There was nothing more to discuss. We were all social democrats now. George Bush proclaimed a new world order and the United States was to be the world's policeman.
Dr Fukuyama had driven home his message with some regret: "The struggle for recognition, the willingness to risk one's life for a purely abstract goal, the worldwide ideological struggle that called forth daring, courage, imagination and idealism, will be replaced."
And what would replace the ideological struggle? As Dr Fukuyama saw it: "Economic calculations, the endless solving of technical problems, environmental concerns and the satisfaction of sophisticated consumer demands."
Conservatives on this side of the Atlantic got the message and cheered.
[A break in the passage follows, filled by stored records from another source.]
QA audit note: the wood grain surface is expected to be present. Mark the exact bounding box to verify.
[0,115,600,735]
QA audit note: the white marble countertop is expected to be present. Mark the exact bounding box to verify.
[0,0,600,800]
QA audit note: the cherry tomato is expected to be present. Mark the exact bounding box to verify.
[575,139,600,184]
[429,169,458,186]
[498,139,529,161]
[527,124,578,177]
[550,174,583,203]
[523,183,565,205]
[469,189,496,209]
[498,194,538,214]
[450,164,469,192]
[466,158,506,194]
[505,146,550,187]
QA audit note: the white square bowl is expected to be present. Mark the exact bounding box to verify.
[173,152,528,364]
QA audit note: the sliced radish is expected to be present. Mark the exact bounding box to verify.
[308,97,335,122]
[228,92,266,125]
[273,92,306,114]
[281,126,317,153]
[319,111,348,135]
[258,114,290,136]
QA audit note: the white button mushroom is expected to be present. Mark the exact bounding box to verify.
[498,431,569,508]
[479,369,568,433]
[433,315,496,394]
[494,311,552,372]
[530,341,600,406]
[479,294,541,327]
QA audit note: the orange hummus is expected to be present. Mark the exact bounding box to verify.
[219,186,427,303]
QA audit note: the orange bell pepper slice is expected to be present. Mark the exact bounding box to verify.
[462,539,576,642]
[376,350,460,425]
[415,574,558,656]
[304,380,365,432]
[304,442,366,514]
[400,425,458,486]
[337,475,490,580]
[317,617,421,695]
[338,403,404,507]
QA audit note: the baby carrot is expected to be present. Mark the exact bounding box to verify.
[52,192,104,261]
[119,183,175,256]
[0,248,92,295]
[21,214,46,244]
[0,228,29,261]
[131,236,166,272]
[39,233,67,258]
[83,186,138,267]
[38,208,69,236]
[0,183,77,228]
Margaret Thatcher was beginning to be awarded the status of prophet in the wider world just as her revolution had started to run out of steam at home.
Bemused English travellers, whose attitude to what she was making of their society ranged from unease to revulsion, discovered that a new generation in middle and eastern Europe had taken to her much as an earlier generation in the West had fallen for Chairman Mao.
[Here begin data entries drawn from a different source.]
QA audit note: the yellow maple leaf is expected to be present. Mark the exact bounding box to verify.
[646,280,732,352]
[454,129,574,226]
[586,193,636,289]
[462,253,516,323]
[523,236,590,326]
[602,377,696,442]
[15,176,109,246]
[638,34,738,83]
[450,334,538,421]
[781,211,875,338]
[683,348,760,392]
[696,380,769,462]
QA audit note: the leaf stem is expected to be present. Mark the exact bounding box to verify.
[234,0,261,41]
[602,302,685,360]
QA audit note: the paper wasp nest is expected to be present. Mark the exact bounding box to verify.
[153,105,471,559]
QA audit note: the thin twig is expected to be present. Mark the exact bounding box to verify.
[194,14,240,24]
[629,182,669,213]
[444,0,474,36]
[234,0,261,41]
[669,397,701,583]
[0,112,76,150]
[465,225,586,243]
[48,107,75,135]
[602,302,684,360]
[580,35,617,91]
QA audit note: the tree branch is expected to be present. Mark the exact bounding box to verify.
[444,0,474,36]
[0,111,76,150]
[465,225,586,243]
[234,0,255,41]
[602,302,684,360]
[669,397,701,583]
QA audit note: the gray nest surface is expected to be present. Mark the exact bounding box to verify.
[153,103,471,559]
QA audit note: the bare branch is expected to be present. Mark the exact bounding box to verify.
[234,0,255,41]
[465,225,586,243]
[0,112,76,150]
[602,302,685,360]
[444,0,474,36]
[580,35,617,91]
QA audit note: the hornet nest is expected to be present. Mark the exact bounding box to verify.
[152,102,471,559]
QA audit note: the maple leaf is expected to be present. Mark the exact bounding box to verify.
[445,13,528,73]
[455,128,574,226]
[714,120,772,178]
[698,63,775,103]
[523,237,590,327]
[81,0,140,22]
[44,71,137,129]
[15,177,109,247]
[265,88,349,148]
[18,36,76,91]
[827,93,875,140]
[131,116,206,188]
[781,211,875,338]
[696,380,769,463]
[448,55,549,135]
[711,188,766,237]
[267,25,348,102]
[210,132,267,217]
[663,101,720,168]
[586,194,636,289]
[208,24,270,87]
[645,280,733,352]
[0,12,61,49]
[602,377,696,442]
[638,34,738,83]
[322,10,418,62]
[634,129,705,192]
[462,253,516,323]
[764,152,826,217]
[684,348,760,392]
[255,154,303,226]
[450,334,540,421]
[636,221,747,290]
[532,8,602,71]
Here, even the most conservative politicians had always shied away from the title conservative and those who'd taken to Mrs Thatcher's views in the 1980s still kept their distance in public.
It was one thing to believe in gung ho privatisation and rolling back the power of the state; quite another to step from the closet and declare a preference for Thatcherism.
Dr Fukdyama's end of history - the replacement of ideology by the business of satisfying sophisticated consumer demands - suggested a way of sidestepping the problem.
IDEOLOGY has always had a left wing and somewhat foreign air to it, in Irish ears: a legacy perhaps of fierce Cold War reactions to any hint of unorthodoxy, whether it blew in with Yugoslav footballers or Hollywood films.
But while those on the left seemed content to accept the label and follow the flag, their much more numerous opponents in the catch all parties were unwilling to put up their colours and declare their interests.
An end to ideology would surely undermine the left and leave the way open for those of the right who had yet to acknowledge publicly that their policies were rooted in any ideology, let alone one shared with Mrs Thatcher.
So, for a while it seemed as if history was indeed at an end as Fianna Fail, who'd run a minority government with Fine Gael's support, took the plunge and formed a fully fledged coalition with the Progressive Democrats.
FF's partnership with Labour, followed by the tripartite coalition of Fine Gael, Labour and Democratic Left, looked like completing the social democratic circle - until politicians on all sides, vested interests and the electorate began to take stock and ask themselves about the next election.
The choice of alignments was assumed, even before there was any discussion of formalities. No one spoke of significant policy differences between FF and FG, but hardly anyone thought a coalition between them worth considering.
And no one was surprised when it was suggested, first by Mary Harney, then by Dick Spring, that it was the partners of the bigger parties who would determine the character of the new administration.
Given the refusal of the Progressive Democrats to share power with Labour or Democratic Left and the resistance of the left to any partnership with the PDs, the choice is now as clear as it's likely to be.
THE next government will be a centre left Coalition of FG, Labour and DL or a centre right coalition of FF and the PDs.
It won't be plain sailing for either side. Already there are recriminations about name calling, though it isn't altogether clear whether Mary Harney, who raised the issue, thinks that calling Michael McDowell right wing, as Dick Spring did, is worse than calling Mr Spring morally braindead, as Mr McDowell did.
Of course Ms Harney, like her old colleagues in FF, has strong populist leanings and may be at least as worried about lining up on the right as some of them appear to be, even if it means having Independent Newspapers on their side.
Dermot Ahern has been quoted as saying that FF would be an "extremely good halter" on the PDs' "strident views that they would willy nilly privatise". Which sounds a little like locking the stable door after the jockey has bolted with the family silver.